« MONSIEUR ÉVIN, nous ne nous laisserons pas faire ! Nous ne sacrifierons jamais notre qualité et notre éthique ». L’association Ambroise Croizat (issue du syndicalisme CGT), gestionnaire de l’hôpital Pierre Rouquès/Les Bluets, un établissement à but non lucratif de l’est parisien qui a construit depuis 60 ans sa notoriété sur une approche novatrice et humaine de la santé (méthode psychoprophylactique de l’accouchement sans douleur, savoir-faire dans l’approche de la naissance et l’accompagnement à la parentalité, attribution du label d’allaitement « ami des bébés » en 2008...), lance aujourd’hui un cri d’alerte en direction du directeur de l’ARS d’Ile-de-France. Avec le soutien de la direction de l’hôpital, du personnel, des syndicats de salariés et d’associations de patients, l’association gestionnaire se mobilise pour sauver l’« identité » et les « valeurs » de cet établissement confronté à de lourdes difficultés financières alors même que son activité croît fortement (2 800 accouchements contre 1 900 en 2006). De quoi s’agit-il ?
« On ne parle pas le même langage ».
Les déficits accumulés (de l’ordre de 4 millions d’euros) pèsent sur la trésorerie. Un premier plan de retour à l’équilibre a permis de colmater quelques brèches en 2009. Mais dans cette période difficile de redressement (le nouveau budget prévisionnel s’établit en déficit de 800 000 euros malgré les efforts pour augmenter l’activité et réorganiser les services), les exigences de l’ARS francilienne ont douché tous les espoirs. La tutelle ponctionne chaque mois 40 000 euros sur les recettes T2A de l’établissement (pour remboursement d’avance), elle refuse d’accompagner financièrement le deuxième plan d’action pour retour à l’équilibre (800 000 euros) et entend amputer une partie du budget (20 %) octroyé au titre des MIGAC. Sans compter la diminution régulière du tarif de certains actes. « Nous avons à faire face à une tentative de destruction de cet établissement, résume Daniel Gouttefarde, président de l’association gestionnaire. On nous demande de singer le secteur privé lucratif. Nous ne parlons pas le même langage. Nos interlocuteurs disent ratios, productivité, économies, alors que nous parlons de prévention, de qualité, d’accompagnement de la personne, de respect de ses choix et de ses rythmes. »
Actif dans ce combat, le directeur de l’hôpital, Michel Carré, cite « trois exemples » illustrant un discours de rentabilité devenu « insupportable ». Le premier concerne le coût des IVG pratiquées aux Bluets.

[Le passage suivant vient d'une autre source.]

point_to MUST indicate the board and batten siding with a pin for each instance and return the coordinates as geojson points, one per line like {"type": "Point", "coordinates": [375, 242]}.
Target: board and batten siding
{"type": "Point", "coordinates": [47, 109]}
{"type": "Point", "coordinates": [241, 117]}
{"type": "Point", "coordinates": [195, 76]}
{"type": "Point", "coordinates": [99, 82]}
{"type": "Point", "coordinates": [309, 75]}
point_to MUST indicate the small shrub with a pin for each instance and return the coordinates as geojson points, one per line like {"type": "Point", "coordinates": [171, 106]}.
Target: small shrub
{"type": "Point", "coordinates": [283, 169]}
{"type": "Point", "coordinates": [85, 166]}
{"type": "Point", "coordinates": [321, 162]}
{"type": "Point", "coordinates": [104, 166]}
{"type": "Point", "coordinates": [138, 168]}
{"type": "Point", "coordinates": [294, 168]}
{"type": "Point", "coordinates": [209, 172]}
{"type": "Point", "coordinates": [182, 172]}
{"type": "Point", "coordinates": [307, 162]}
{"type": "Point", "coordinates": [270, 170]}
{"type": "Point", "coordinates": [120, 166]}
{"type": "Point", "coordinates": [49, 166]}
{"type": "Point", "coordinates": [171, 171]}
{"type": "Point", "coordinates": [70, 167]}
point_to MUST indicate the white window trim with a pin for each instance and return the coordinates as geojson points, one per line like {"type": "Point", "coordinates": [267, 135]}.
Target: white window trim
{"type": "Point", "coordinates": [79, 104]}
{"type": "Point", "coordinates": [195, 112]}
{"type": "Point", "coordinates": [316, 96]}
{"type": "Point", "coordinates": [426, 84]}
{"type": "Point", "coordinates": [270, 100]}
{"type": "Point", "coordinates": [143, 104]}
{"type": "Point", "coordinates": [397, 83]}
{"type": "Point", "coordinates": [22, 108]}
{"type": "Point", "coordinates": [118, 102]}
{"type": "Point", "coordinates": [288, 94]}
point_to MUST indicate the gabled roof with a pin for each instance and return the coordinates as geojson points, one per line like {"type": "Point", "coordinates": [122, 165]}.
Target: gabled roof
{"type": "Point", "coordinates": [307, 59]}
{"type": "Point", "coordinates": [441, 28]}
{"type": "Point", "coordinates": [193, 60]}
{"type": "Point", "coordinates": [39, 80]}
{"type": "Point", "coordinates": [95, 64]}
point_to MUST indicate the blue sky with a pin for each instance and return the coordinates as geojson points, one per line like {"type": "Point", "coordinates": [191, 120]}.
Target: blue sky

Alors que « les cliniques privées réalisent 80 % de leurs IVG par interruption médicamenteuse (...) », la pratique aux Bluets, guidée par le choix des femmes, « amène à 50 % d’IVG au bloc, 25 % d’IVG sous anesthésie locale et 25 % d’IVG médicamenteuse », explique le directeur. Deuxième exemple : la durée moyenne de séjour (DMS) après l’accouchement. « Vouloir nous faire descendre toujours plus cette DMS devient dangereux et non respectueux de la prévention de santé publique », explique Michel Carré. Troisième illustration : l’expérimentation de maison de naissance également mise en cause par l’ARS.
La logique de financement à l’activité, enfin (surtout), est ouvertement mise en cause. La T2A ne favorise pas un établissement à mono activité comme les Bluets. Certaines prises en charge particulière (de prévention, préparation à la naissance...) ne rentrent pas dans les « cases » de la T2A, expliquent ples médecins. Pour le Dr Evelyne Petroff, gynécologue-obstétricienne aux Bluets, « non seulement la T2A casse le service public mais elle casse la conception transversale d’éducation à la santé et d’accompagnement des patients qui est si importante. Ce mode de financement, qui vise à transformer les hôpitaux en plateaux techniques, est en train de changer notre médecine qui mêle la réflexion sur la pathologie et sur l’humain ».
L’association gestionnaire de l’établissement a réitéré sa demande de rendez-vous à Claude Évin « dans les plus brefs délais ». Elle invite les médecins, personnels et usagers à se mobiliser massivement le 2 avril, journée nationale d’action pour le service public de santé.